Weigel

Thaddeus McCotter Resigns, and a Nation Enters a Lengthy Period of Mourning and Reflection

After he managed to hire a charlatan to collect his ballot petition signatures, after he was forced to run as a write-in candidate for his seat, Rep. Thaddeus McCotter, R-Mich., talked to Alex Pappas.

NBC’s Chuck Todd on Tuesday asked on Twitter, “Will McCotter join Bob Dornan who allowed longshot presidential ambitions cost him a house seat months later?”

Asked to respond, McCotter said, “Chuck Todd is an idiot then. Am I wrong? All right, Chuck, how did ending the campaign in September impact the gearing up to run for re-election where I would have had only that one opponent on the ballot? How did that affect my petition? The people that think that are idiots.”

Yes, well – today, McCotter has announced that he’s quitting Congress (it returns to work next week), confirming for all time that he was just bored with the job. “The recent event’s totality of calumnies, indignities and deceits,” he said, “have weighed most heavily upon my family.”

While our family takes this step into the rest of our lives, we do so with the ultimate confidence in our country’s future. True, as at other times in the life of our nation, we live in an Age of Extremes that prizes intensity over sanity; rhetoric over reality; and destruction over creation.

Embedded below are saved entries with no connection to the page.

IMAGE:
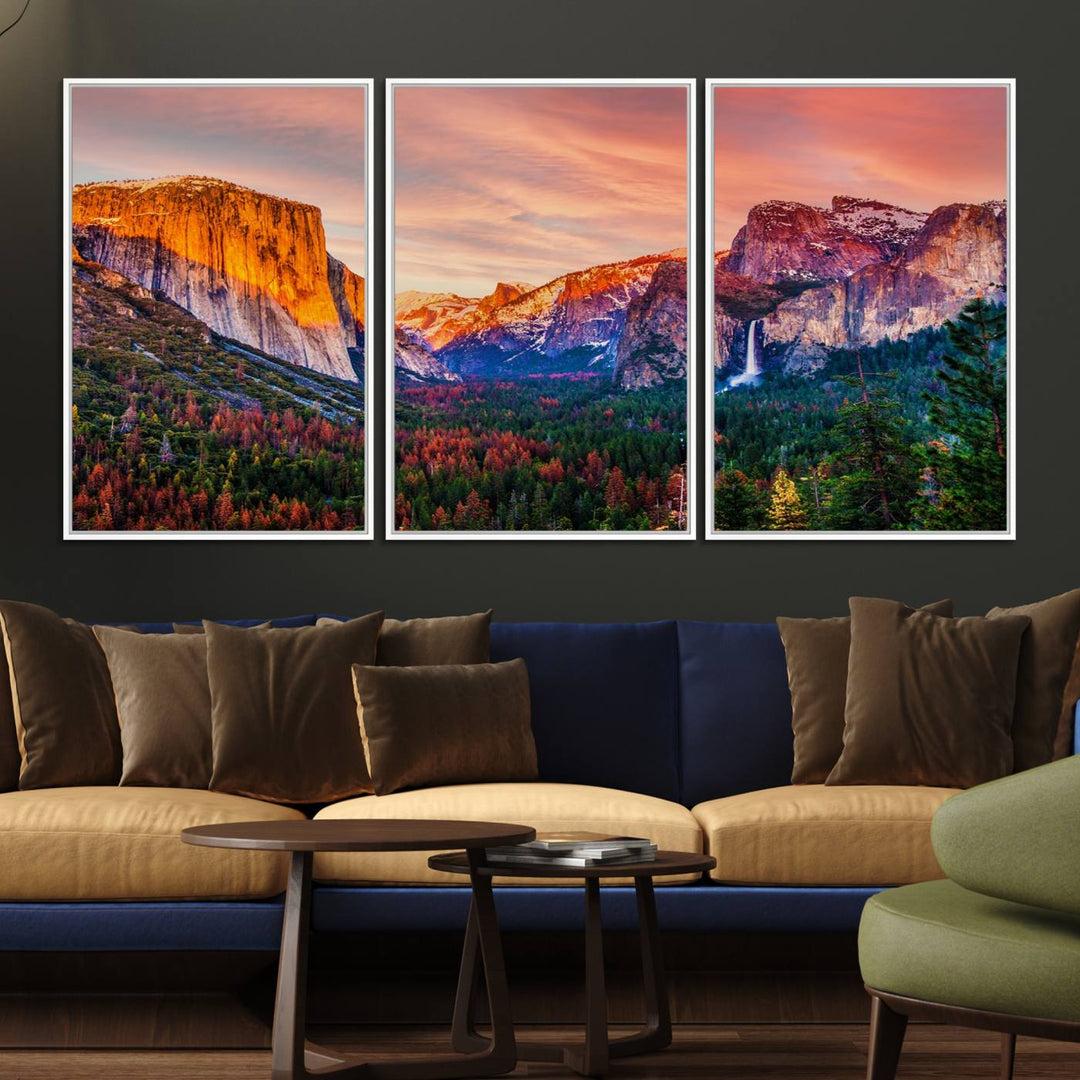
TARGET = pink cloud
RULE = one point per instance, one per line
(304, 143)
(526, 183)
(918, 147)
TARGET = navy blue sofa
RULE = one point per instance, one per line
(682, 711)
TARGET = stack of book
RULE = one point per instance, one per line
(575, 849)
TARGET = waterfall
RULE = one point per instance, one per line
(751, 374)
(752, 369)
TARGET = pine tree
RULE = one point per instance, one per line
(739, 507)
(970, 462)
(785, 509)
(881, 477)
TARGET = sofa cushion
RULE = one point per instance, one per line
(282, 710)
(605, 701)
(445, 724)
(10, 760)
(162, 697)
(817, 651)
(85, 844)
(930, 700)
(545, 807)
(736, 725)
(419, 643)
(62, 693)
(813, 835)
(939, 942)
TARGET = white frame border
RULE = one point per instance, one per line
(690, 85)
(370, 430)
(1010, 532)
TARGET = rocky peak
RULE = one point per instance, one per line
(252, 266)
(795, 243)
(504, 293)
(876, 223)
(653, 342)
(414, 362)
(961, 240)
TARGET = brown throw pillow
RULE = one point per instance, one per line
(930, 700)
(1065, 740)
(9, 739)
(817, 652)
(283, 713)
(62, 694)
(453, 639)
(1045, 659)
(451, 724)
(162, 698)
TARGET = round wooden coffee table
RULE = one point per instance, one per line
(292, 1058)
(592, 1057)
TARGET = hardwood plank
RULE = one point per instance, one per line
(699, 1052)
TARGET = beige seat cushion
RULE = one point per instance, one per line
(809, 834)
(545, 807)
(123, 844)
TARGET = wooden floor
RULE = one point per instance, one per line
(700, 1052)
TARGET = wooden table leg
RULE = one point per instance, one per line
(887, 1040)
(464, 1038)
(657, 1033)
(289, 1011)
(1008, 1055)
(293, 1058)
(592, 1060)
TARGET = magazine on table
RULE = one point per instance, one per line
(576, 849)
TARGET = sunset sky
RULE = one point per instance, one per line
(304, 143)
(527, 183)
(917, 147)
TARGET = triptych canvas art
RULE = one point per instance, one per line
(540, 289)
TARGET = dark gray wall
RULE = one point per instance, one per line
(529, 580)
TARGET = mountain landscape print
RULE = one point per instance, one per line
(538, 271)
(218, 256)
(860, 354)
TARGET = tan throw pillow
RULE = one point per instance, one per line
(451, 639)
(283, 713)
(65, 716)
(162, 698)
(1045, 659)
(9, 739)
(817, 653)
(930, 700)
(453, 724)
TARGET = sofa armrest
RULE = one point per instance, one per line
(1016, 838)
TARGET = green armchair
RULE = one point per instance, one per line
(997, 944)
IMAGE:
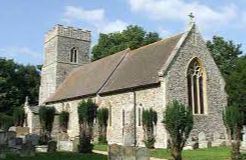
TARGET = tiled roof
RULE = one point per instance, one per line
(123, 70)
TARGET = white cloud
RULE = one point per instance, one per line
(94, 17)
(76, 13)
(163, 32)
(179, 9)
(114, 26)
(21, 54)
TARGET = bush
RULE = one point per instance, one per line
(102, 118)
(233, 120)
(87, 113)
(178, 120)
(63, 120)
(149, 119)
(19, 116)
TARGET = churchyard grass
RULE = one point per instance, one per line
(60, 156)
(214, 153)
(100, 147)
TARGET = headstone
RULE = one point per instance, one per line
(202, 141)
(12, 129)
(2, 154)
(52, 146)
(34, 138)
(76, 144)
(243, 144)
(65, 146)
(27, 150)
(217, 140)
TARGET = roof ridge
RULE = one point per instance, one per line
(147, 45)
(106, 81)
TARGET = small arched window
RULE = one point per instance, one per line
(196, 86)
(73, 55)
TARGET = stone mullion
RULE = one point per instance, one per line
(198, 95)
(192, 94)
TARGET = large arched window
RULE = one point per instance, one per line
(196, 86)
(73, 55)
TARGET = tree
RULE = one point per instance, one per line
(132, 37)
(236, 86)
(225, 54)
(102, 119)
(87, 113)
(149, 119)
(16, 82)
(178, 121)
(233, 120)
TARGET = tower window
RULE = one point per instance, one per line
(73, 55)
(195, 79)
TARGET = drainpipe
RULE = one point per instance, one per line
(134, 110)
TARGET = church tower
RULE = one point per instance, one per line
(65, 48)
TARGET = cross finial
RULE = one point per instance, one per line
(191, 17)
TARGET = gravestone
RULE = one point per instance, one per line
(2, 154)
(243, 143)
(52, 146)
(3, 137)
(65, 146)
(27, 150)
(202, 141)
(217, 140)
(34, 138)
(76, 144)
(118, 152)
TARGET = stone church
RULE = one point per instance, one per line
(179, 67)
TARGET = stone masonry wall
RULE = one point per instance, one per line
(210, 123)
(116, 133)
(58, 44)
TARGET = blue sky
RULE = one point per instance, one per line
(24, 23)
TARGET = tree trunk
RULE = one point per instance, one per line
(176, 153)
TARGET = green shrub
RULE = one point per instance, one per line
(6, 121)
(102, 119)
(233, 120)
(178, 121)
(63, 120)
(19, 116)
(149, 119)
(87, 113)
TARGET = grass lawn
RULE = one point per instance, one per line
(100, 147)
(61, 156)
(215, 153)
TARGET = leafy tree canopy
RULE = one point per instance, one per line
(132, 37)
(236, 86)
(16, 82)
(228, 57)
(225, 54)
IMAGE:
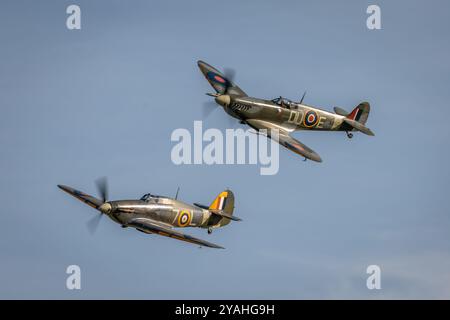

But this too shall pass, thanks to the infinite, inspired wisdom of the sovereign people who, with God’s continued blessings, will again affirm for the generations American Exceptionalism.

This was how McCotter talked. In another era, where voters got to know their candidates via newspaper print-ups of their speeches, his combination of long nouns and long adjectives might have gotten him somewhere. Alas.